Breaking: Ghana Premier League returns in October as president Akufo-Addo lifts ban

Breaking: Ghana Premier League returns in October as president Akufo-Addo lifts ban

The West Africans' head of state has given the green light for a comeback for the sport after a six-month hiatus 

Ghana president Nana Addo Dankwa Akufo-Addo has lifted the nation's coronavirus-induced ban on contact sports including football, paving way for return of the Premier League (GPL) on October 30.

While fans will not be allowed to attend training sessions, stadiums will be open to fans when the top flight commences but only up to 25 per cent of a facility's capacity.

The announcement was made in a State of the Nation Address on the Covid-19 pandemic on Sunday evening.

“Towards the progressive easing of restrictions, government has taken the decision to allow the resumption of training in all contact sports, taking into consideration the imminent participation of our national teams in international competitions,” Akufo-Addo stated in the televised address.

“Indeed, some national teams have already been given the dispensation to begin training ahead of their international engagements. All sports people who are camped are to be tested regularly.

“Fellow Ghanaians, with respect to football, after due consultations with the Ghana Football Association, it has been decided that the Ghana Premier League and the Division One Football League will restart on Friday 30th October with a full regime of testing of players, technical and management staff.

“No spectators will be allowed at the training centres and when actual competition resumes, sitting at all stadia will be limited to 25% capacity to ensure social distancing.

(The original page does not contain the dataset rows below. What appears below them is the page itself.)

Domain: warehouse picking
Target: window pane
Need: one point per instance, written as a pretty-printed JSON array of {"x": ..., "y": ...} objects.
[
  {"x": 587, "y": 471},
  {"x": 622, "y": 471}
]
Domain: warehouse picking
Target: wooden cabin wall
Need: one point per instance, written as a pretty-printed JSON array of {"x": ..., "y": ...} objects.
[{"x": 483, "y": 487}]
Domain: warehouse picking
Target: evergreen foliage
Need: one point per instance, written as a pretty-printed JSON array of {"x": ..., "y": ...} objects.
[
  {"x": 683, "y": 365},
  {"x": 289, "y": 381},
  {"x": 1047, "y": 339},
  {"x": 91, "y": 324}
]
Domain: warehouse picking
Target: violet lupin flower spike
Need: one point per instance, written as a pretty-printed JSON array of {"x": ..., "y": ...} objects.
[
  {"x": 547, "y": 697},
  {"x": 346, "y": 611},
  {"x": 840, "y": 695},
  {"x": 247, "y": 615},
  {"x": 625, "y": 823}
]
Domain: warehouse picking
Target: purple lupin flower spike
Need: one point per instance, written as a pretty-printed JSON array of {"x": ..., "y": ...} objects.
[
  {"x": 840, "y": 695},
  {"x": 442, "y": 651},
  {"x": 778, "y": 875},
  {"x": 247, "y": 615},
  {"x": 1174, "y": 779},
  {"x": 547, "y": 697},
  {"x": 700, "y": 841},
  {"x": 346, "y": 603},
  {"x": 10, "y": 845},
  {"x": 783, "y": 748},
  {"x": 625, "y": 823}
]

Wearing of masks by spectators at stadia will be mandatory.

“The restart of all other sporting competitions will be determined on case-by-case basis, pending consultations between the Ministry of Youth and Sports and the respective sport associations.”

All contact sports, including football, have been halted since Ghana recorded its first cases of coronavirus in March.

The 2019-20 Premier League was at the matchweek 15 stage when it was suspended, at the time temporarily. All other national football competitions, including the men's FA Cup, women's Premier League and FA Cup competitions, second tier and third tier championships all similarly came to a standstill.

After three months of waiting without any positive signs on Ghana's coronavirus situation, the Ghana Football Association (GFA) Executive Council took a decision in June to cancel the 2019-20 football season permanently.

At the time of temporary suspension in March, a total of six coronavirus cases had been recorded.

On June 30 when the football term was cancelled altogether, the West African nation had registered 17,1741 cases including 113 deaths, 13,268 recoveries and 4,361 active cases.

As at Sunday September 20, Ghana's active coronavirus case number stands at 554, according to the Ghana Health Service.

As part of the gradual easing of restrictions, Ghana lifted the ban on non-contact sports in June, although in July, the national men and women’s U17 and U20 teams received special permission to regroup for camp ahead of upcoming international games, despite the standing ban on contact sports, including football at the time.